One thousand watts of electricity.

### Megajoule (MJ)

One million Joules.

### Megawatt (MW)

One Million Watts; a modern coal plant will have a capacity of about 1,000 MW.

### Unit of electricity

1 unit of electricity = 1 kWh. The electricity used is generally charged for in “unit of electricity’. Kilowatt-hours is the product of watts x time (one kilowatt = 1000 watts). A two-kilowatt heater switched on for three hours will have used six kilowatt-hours of electricity.

### Volt (V)

The volt is the International System of Units (SI) measure of electric potential or electromotive force. A potential of one volt appears across a resistance of one ohm when a current of one ampere flows through that resistance.

### Watt (Electric)

The electrical unit of power. The rate of energy transfer equivalent to 1 ampere of electric current flowing under a pressure of 1 volt at unity power factor.

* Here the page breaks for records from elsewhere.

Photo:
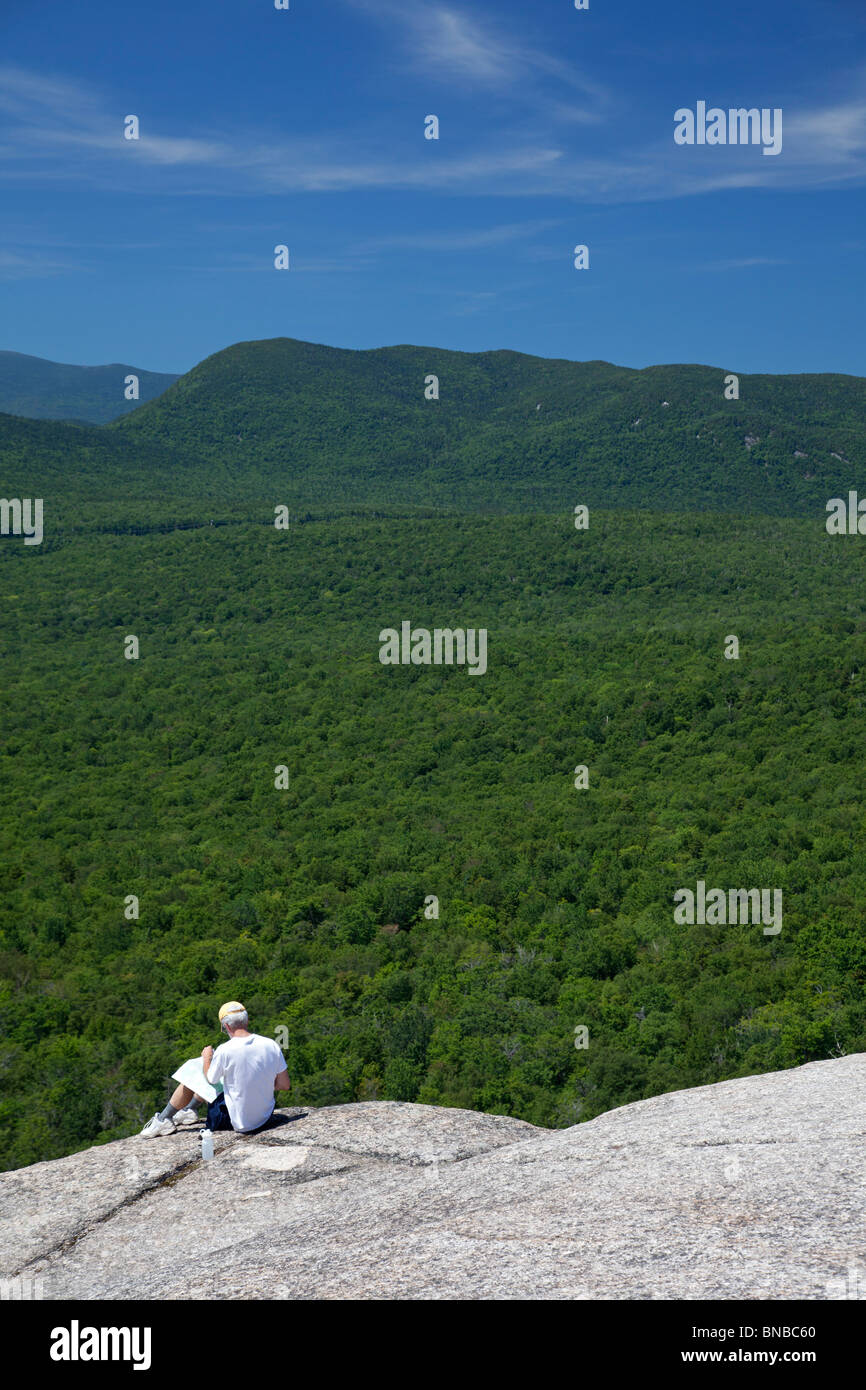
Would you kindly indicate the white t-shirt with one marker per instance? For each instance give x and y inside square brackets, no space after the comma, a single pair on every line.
[246,1068]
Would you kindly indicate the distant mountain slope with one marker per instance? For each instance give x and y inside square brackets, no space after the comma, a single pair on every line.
[510,431]
[45,389]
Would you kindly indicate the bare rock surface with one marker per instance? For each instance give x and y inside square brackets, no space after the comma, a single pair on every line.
[749,1189]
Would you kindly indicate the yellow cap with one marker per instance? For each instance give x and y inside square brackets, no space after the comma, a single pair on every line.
[232,1007]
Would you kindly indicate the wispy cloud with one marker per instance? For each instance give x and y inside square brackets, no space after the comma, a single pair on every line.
[63,132]
[462,241]
[745,263]
[463,49]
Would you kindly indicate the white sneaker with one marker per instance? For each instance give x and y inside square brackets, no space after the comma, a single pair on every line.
[156,1127]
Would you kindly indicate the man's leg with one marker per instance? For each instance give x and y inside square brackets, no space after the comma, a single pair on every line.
[181,1098]
[180,1111]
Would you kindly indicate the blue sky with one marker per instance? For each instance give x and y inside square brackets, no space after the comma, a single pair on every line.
[306,128]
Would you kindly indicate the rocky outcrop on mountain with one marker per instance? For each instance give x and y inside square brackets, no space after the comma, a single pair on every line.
[748,1189]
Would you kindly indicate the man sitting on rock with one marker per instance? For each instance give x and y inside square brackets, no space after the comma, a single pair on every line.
[238,1082]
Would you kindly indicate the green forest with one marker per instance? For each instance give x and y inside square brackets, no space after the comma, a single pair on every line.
[259,648]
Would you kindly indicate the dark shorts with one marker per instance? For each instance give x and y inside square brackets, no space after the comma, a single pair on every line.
[218,1116]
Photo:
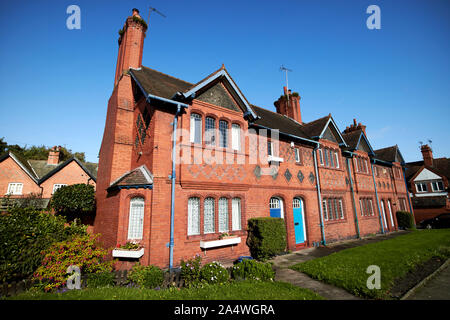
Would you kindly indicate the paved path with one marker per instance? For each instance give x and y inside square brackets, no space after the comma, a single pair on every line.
[437,288]
[283,273]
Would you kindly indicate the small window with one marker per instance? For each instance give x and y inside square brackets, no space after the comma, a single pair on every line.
[236,214]
[223,214]
[223,131]
[136,219]
[193,216]
[297,155]
[236,137]
[196,128]
[15,188]
[56,186]
[210,131]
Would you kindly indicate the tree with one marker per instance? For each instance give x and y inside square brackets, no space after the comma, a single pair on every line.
[74,201]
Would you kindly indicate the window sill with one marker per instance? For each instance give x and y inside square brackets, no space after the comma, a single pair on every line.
[124,253]
[219,243]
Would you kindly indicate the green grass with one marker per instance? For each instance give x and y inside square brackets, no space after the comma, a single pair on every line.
[395,257]
[238,290]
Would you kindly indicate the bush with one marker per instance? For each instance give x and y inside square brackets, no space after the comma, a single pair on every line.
[252,270]
[266,237]
[146,276]
[405,220]
[214,273]
[24,234]
[190,270]
[74,201]
[81,251]
[100,280]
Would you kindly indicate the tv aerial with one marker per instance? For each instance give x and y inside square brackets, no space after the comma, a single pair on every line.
[157,11]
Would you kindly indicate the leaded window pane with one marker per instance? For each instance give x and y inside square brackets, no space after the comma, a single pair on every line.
[210,131]
[223,214]
[236,213]
[136,219]
[209,213]
[193,216]
[223,130]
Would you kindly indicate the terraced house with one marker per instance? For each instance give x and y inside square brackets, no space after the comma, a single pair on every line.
[230,161]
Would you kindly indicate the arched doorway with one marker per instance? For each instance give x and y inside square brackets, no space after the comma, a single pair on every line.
[299,220]
[276,208]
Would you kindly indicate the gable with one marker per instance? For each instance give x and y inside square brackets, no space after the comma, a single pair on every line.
[219,96]
[426,174]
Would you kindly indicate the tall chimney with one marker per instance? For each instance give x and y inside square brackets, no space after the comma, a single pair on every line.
[53,156]
[427,155]
[289,105]
[131,44]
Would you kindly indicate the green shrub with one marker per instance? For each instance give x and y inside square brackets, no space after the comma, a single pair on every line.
[252,270]
[74,201]
[266,237]
[100,280]
[24,234]
[405,220]
[190,270]
[146,276]
[82,251]
[214,273]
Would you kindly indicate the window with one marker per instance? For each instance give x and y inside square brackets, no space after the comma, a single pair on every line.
[208,217]
[223,131]
[236,214]
[196,128]
[333,209]
[210,131]
[15,188]
[325,210]
[421,187]
[56,186]
[236,136]
[437,186]
[223,214]
[136,219]
[297,155]
[193,216]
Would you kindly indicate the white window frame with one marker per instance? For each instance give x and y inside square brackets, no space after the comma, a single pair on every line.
[196,119]
[193,216]
[15,188]
[421,189]
[136,219]
[236,137]
[56,186]
[236,214]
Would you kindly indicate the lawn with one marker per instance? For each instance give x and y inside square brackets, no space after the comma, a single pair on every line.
[394,257]
[238,290]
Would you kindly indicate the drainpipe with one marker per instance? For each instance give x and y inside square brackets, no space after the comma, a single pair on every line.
[378,202]
[172,177]
[319,197]
[353,198]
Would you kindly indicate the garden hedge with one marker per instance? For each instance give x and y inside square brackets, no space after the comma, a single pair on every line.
[266,237]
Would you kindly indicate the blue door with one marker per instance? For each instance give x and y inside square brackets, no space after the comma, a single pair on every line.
[275,208]
[299,228]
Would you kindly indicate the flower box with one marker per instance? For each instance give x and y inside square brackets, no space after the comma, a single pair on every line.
[220,243]
[124,253]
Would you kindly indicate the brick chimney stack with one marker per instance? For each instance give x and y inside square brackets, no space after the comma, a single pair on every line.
[53,155]
[355,126]
[289,107]
[131,44]
[427,155]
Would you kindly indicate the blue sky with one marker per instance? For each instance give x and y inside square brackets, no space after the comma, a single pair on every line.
[56,82]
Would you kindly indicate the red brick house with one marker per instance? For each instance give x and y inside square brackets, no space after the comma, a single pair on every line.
[230,161]
[428,182]
[21,178]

## Energy Unit Conversion Table

### Watt (Thermal)

A unit of power in the metric system, expressed in terms of energy per second, equal to the work done at a rate of 1 joule per second.

### Watthour (Wh)

The electrical energy unit of measure equal to 1 watt of power supplied to, or taken from, an electric circuit steadily for 1 hour.

## Energy Unit Crossword Clue

Hope, you have grasped the concept in a vivid manner.